Tesla Motors original plan was to deliver 5,000 Model S in 2012. In their November letter to shareholders, they reduced their 2012 plan to between 2,500 and 3,000 while reaffirming 20,000 deliveries in 2013. This basically "shifted" the production ramp back about two months for all options not available at start of production.
Once Tesla begin producing Model S with each option, they will be producing about 400 cars per week as each option phases into production, which roughly equates to 20,000 units per year.
At the end of the third quarter of 2012, the company had orders for 13,000 units. Jerome Guillen, the company's director of Model S programs said the updated number is "significantly higher." The number of Model S orders on hand at the end of 2012 will be disclosed in early February.
With Tesla's Fremont, Calif., assembly plant running at its full annualized run rate of 20,000 vehicles per year, the waiting time for a Model S has been trimmed to four to six months, depending on content, Guillen said.

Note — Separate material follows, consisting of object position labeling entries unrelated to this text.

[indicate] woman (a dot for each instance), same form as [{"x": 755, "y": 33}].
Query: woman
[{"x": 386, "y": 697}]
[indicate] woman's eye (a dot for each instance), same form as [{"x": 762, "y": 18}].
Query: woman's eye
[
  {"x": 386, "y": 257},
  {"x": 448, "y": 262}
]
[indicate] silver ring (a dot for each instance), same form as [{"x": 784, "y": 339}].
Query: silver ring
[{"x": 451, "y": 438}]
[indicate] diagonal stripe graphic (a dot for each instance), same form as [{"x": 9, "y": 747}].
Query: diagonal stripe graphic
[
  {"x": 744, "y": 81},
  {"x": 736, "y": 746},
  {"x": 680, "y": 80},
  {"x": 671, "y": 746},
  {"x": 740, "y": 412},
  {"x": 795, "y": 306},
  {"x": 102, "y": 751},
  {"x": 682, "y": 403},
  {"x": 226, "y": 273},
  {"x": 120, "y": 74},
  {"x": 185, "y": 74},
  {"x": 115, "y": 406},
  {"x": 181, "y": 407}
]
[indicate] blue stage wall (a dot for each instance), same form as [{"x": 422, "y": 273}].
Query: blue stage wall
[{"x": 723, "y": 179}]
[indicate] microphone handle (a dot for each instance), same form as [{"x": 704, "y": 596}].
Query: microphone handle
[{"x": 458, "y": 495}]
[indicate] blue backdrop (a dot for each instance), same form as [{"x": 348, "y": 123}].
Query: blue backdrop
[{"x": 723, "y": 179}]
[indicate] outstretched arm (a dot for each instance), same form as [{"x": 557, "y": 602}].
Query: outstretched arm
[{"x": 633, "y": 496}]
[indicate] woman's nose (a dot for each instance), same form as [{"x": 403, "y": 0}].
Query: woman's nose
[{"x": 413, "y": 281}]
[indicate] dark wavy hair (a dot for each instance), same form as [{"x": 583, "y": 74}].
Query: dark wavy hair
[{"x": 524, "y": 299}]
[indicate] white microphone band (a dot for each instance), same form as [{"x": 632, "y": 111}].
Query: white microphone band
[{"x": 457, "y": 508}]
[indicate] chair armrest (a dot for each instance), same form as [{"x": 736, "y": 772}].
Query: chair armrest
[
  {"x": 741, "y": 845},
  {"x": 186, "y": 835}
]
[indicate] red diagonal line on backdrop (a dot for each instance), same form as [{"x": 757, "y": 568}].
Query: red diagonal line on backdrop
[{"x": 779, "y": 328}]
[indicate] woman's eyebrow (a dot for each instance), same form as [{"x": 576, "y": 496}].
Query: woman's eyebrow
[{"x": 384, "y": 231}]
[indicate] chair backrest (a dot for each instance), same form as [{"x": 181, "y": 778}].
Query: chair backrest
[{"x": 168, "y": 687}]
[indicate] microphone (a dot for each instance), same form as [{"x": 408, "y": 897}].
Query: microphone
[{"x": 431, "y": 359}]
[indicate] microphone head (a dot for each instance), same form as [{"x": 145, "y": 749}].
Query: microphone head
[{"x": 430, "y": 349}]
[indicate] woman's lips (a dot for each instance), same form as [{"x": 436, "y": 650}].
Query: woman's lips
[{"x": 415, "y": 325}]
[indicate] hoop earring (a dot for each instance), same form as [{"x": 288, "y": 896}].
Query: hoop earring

Tesla are working on an as-yet unnamed electric sedan about the size of the BMW 3 series. With a target price of $30,000 to $35,000, the smaller sedan will arrive in the next three or four years.
"The focus is on cost down," Musk said in an interview. "We've got the range. We've got the capability and ride and handling. Now it's a question of how to optimize it."
Musk expects Tesla to turn a quarterly profit in 2013 as sales volumes of the Model S sedan reach an annualized run rate of 20,000 units.